When she looked less like she was about to pass out, Morgath’s expression shifted. The tension around his mouth loosened, and something warm replaced it. He grinned at her.

“So. How good did you get her?”

Audrey laughed and immediately winced when her ribs screamed in protest.

“Good enough that no one in this horde better think I’m some damsel who can’t take care of herself.”

He leaned down and kissed her.

“I never thought you were,” he said. “Not from the moment I met you.”

Audrey cupped his face with her hands.

“Can I ask you something?”

“All right.”

“The skull. You wore it every second up until yesterday, and now you’re not wearing it at all. What changed?”

Morgath sat on the edge of the table beside her, his weight making the wood creak.

“The Kharadan was a beast from my home world,” he said. “Near mythical. Enormous. Full of arcane energy. Legend said its power could only be claimed by a warrior who defeated it in a pure test of strength. No weapons, no magic. Just your body against the beast.”

“And you did that?”

“I was young and stupid, and wanted to prove I was more. Kind of like you today.” He smiled. “I killed the Kharadan with my bare hands.

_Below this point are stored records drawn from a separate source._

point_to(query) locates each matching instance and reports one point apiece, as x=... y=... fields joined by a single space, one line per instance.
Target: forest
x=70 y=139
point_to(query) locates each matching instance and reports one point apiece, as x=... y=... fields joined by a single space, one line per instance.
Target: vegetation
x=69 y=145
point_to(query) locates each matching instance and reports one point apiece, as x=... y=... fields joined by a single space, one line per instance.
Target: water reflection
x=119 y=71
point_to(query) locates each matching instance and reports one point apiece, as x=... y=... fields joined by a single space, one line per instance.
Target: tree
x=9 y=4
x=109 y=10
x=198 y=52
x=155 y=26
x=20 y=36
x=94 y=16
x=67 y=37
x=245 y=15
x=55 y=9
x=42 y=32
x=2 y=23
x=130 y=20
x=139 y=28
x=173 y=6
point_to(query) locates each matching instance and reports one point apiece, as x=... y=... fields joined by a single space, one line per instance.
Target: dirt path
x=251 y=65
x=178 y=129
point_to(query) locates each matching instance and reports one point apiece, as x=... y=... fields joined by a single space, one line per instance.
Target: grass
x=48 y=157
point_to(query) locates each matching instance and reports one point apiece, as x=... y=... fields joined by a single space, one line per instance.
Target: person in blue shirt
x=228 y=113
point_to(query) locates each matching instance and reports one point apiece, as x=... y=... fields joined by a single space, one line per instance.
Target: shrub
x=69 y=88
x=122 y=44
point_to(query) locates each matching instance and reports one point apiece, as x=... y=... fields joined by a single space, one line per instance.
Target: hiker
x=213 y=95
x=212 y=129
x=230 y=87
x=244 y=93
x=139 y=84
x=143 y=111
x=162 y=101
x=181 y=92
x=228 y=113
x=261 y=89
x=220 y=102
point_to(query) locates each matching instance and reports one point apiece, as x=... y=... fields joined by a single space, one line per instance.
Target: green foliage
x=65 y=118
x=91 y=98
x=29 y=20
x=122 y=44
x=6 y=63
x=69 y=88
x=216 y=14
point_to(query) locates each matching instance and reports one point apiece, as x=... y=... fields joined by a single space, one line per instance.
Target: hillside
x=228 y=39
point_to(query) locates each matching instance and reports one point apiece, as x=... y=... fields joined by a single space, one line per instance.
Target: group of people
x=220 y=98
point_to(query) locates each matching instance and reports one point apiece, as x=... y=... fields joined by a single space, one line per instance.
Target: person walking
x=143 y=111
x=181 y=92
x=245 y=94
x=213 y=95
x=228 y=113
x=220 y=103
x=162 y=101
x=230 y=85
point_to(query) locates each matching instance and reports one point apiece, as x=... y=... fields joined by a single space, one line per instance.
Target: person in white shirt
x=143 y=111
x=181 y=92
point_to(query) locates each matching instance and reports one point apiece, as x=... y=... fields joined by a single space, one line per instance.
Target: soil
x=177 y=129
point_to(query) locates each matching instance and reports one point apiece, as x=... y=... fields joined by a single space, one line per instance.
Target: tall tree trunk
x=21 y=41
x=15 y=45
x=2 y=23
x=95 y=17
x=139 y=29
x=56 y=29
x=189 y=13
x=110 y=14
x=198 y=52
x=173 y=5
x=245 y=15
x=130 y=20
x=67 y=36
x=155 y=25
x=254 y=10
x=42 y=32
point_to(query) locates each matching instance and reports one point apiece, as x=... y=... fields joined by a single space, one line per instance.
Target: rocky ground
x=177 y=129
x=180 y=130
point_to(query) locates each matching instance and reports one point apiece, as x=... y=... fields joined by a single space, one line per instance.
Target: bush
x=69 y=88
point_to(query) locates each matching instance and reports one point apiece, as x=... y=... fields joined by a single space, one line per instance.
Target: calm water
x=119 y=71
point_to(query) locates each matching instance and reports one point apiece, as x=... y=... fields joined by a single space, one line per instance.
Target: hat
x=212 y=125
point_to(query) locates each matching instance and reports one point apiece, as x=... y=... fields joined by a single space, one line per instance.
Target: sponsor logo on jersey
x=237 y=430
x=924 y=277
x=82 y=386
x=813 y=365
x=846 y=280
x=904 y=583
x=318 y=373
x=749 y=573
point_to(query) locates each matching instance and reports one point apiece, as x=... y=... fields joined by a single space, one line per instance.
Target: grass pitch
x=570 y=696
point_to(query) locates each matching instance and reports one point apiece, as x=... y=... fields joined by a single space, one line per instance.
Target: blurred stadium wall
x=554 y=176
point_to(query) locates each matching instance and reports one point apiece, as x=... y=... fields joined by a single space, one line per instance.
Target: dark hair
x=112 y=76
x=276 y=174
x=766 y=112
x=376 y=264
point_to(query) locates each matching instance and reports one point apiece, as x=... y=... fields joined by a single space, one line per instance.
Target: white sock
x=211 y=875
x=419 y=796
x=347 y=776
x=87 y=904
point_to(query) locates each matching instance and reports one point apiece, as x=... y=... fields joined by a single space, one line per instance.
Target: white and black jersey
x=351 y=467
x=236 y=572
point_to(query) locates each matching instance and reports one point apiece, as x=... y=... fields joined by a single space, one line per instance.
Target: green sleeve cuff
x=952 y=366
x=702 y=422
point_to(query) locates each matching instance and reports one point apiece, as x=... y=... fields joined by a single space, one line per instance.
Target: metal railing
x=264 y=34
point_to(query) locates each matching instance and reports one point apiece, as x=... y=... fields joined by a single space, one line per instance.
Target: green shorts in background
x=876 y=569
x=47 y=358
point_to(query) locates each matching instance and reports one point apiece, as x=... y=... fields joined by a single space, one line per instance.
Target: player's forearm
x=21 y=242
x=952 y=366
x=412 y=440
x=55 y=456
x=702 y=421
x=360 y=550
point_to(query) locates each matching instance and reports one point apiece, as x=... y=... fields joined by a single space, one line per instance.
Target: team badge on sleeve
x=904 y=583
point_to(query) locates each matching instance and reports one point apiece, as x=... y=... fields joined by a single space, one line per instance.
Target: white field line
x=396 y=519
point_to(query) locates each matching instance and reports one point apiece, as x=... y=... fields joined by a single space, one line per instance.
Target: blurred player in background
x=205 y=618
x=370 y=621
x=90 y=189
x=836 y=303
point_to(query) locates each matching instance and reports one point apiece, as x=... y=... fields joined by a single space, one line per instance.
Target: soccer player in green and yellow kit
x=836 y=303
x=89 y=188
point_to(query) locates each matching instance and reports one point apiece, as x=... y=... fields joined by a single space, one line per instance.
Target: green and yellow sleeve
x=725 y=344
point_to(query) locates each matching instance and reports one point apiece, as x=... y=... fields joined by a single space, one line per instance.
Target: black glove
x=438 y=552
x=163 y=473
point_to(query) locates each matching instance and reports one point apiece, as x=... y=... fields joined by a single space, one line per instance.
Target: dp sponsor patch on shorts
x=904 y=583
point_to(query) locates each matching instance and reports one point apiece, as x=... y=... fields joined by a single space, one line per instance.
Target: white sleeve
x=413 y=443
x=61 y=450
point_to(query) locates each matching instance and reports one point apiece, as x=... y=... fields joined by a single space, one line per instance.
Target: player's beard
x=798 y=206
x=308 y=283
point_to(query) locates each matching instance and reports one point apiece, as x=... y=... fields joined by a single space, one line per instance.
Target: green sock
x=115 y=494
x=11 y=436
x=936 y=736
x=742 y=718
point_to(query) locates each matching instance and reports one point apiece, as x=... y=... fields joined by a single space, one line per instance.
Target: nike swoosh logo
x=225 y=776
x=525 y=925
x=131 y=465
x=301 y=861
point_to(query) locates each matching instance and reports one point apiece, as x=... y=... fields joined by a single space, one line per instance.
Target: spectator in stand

The skull became my magical focus. It amplifies everything I do, lets me channel power I couldn’t reach otherwise.”

“So why did you stop wearing it around me?”

He was quiet for a moment.

“The skull makes me feel safe. And around you, my heart didn’t feel safe. So, I hid behind it.”

Audrey hadn’t expected that. She’d asked a simple question about a helmet and gotten an answer that made her chest ache in a way she didn’t want to examine.

He continued before she could figure out what to say.

“I wear it when I hunt or patrol, when I’m away from town. But there haven’t been real battles in years. Peace has lasted long enough that I don’t need it the way I used to.”

“I like seeing your face,” she said. “Don’t wear it when you’re with me.”

He took her hand and pressed his lips to her palm.

“As you wish, my mate.”

Mate. Audrey swallowed hard and stared at the ceiling. This was bad.